Foz do Iguaçu, PR – A conservação da biodiversidade como fator estratégico para a sustentabilidade e a sobrevivência das empresas está no centro dos debates do 4º Encontro de Negócios e Biodiversidade da Coalizão Life, realizado entre os dias 27 e 29 de abril, no Refúgio Biológico Bela Vista, da Itaipu Binacional, em Foz do Iguaçu.
O evento reúne representantes de organizações como O Boticário, BRDE, Petrobras, Vale, Sanepar e Klabin. A programação aborda temas relacionados às mudanças climáticas, economia verde, financiamento ambiental e integração da biodiversidade às estratégias corporativas.
Segundo a diretora executiva do Instituto Life, Regiane Borsato, um dos principais objetivos do encontro é ampliar o debate sobre os impactos ambientais nos modelos econômicos e empresariais.
“Nosso grande desafio é internalizar o conceito da conservação da natureza na economia”, afirmou. “Temos muitos aspectos extremamente relevantes nos serviços prestados pelos ecossistemas que a economia não reconhece. Então, nossa ideia, por meio da Coalizão Life, é justamente integrar a biodiversidade à estratégia empresarial.”
Além das discussões sobre mudanças climáticas e conservação ambiental, o encontro também debate o papel dos setores público e privado na implementação do Plano Nacional de Biodiversidade, instrumentos financeiros sustentáveis e o mercado de créditos de biodiversidade. Outro tema em pauta é o Tropical Forest Forever Facility, fundo voltado ao financiamento da conservação de florestas tropicais.
A Itaipu, anfitriã do evento e integrante da Coalizão Life, apresentou ações de conservação ambiental desenvolvidas ao redor do reservatório da usina, incluindo a proteção de mais de 100 mil hectares de Mata Atlântica no Brasil e no Paraguai.
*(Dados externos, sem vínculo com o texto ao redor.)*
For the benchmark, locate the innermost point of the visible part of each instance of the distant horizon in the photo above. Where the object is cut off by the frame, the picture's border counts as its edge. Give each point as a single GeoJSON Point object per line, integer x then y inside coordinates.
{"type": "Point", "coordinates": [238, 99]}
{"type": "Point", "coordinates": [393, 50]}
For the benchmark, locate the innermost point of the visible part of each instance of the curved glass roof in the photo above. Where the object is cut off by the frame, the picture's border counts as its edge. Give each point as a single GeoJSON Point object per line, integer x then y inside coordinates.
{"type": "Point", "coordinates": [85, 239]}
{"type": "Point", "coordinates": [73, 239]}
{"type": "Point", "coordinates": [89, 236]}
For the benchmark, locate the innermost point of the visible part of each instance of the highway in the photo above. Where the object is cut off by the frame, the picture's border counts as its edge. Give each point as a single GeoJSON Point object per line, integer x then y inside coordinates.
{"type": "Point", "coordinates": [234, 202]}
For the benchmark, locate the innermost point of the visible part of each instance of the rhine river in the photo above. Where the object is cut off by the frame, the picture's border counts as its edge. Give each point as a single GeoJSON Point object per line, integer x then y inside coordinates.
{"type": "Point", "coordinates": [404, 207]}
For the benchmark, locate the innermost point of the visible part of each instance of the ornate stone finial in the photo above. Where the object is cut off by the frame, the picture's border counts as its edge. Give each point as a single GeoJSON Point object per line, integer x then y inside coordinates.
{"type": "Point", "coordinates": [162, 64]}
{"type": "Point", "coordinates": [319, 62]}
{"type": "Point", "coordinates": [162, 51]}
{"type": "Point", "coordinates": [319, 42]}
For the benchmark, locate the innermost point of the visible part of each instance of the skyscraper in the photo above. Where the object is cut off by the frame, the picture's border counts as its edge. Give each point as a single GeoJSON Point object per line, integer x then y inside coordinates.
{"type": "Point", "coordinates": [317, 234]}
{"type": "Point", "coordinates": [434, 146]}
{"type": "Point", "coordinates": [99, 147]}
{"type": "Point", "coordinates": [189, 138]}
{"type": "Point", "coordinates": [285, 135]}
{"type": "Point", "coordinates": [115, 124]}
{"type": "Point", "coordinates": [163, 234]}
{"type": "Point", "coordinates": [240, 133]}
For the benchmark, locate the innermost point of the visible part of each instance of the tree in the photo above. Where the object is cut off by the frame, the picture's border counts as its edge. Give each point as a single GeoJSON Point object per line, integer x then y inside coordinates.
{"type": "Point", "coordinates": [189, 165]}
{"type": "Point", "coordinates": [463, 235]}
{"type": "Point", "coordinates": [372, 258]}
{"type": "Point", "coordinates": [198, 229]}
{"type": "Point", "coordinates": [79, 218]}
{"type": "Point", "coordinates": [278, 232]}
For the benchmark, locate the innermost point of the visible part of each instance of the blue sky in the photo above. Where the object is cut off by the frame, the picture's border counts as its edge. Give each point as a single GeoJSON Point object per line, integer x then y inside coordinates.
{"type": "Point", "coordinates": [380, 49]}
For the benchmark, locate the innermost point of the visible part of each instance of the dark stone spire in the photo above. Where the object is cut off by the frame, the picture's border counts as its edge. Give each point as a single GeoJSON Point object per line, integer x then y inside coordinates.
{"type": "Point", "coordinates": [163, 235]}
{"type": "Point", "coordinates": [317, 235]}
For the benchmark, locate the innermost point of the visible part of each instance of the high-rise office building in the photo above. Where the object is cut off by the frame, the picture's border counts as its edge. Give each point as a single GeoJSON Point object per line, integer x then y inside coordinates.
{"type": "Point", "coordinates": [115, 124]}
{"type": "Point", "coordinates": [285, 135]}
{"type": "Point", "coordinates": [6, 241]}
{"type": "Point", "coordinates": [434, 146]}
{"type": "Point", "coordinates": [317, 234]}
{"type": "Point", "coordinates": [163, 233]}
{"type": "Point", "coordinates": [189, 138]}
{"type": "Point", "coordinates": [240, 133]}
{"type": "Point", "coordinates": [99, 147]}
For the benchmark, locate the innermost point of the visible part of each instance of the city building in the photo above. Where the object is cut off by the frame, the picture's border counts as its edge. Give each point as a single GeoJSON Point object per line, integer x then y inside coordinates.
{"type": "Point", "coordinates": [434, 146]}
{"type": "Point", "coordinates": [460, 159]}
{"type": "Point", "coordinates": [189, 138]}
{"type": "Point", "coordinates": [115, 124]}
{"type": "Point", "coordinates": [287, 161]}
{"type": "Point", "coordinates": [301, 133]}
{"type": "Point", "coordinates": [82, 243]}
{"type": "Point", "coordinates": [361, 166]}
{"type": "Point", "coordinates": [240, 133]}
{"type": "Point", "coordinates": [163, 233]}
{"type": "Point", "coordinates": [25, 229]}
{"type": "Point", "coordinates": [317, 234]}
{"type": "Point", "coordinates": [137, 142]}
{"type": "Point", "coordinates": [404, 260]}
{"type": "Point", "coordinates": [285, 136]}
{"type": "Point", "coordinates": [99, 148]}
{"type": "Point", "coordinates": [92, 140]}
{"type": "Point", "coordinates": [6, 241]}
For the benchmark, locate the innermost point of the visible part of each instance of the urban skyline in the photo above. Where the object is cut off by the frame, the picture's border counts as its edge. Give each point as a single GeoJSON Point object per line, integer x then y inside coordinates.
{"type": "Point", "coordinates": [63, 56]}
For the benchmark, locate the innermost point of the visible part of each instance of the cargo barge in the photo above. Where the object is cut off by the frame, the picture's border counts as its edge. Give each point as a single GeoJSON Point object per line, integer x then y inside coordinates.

A programação inclui ainda visita técnica ao Refúgio Biológico Bela Vista, onde são conduzidos projetos de reprodução e preservação da fauna.
As iniciativas ambientais da empresa são reconhecidas pela Certificação Life, concedida a organizações comprometidas com a conservação da biodiversidade e a manutenção dos serviços ecossistêmicos.
O engenheiro florestal Luis Cesar Rodrigues da Silva, da Divisão de Áreas Protegidas da Itaipu, destacou que a metodologia da certificação permite mensurar os impactos ambientais das atividades empresariais.
“A Itaipu já adota a Certificação Life há mais de 10 anos. O grande diferencial dessa metodologia é que ela mostra, em números, quais são os impactos positivos e negativos sobre o meio ambiente”, explicou. “Com isso, a empresa pode definir qual a sua estratégia, mitigando os impactos negativos e selecionando as melhores ações para um impacto positivo sobre a biodiversidade.”
O presidente do Instituto Life, Roberto Klabin, ressaltou a necessidade de as empresas incorporarem práticas de conservação ambiental como parte da gestão corporativa.
“As empresas que estão aqui dependem da biodiversidade para sobreviver, como é o caso da Klabin, uma empresa florestal, que graças às florestas nativas que mantém junto às florestas plantadas consegue ter produtividade e proteção contra problemas ambientais”, afirmou.
Para ele, a integração entre conservação ambiental e atividade econômica deve se consolidar como diferencial competitivo nos próximos anos.
“O objetivo é mostrar que quanto mais nós considerarmos a biodiversidade dentro dos negócios, mais vamos conseguir ter equilíbrio e entender a nossa interdependência com o ecossistema, e garantir que essa interdependência se transforme em vantagem competitiva lá na frente”, concluiu.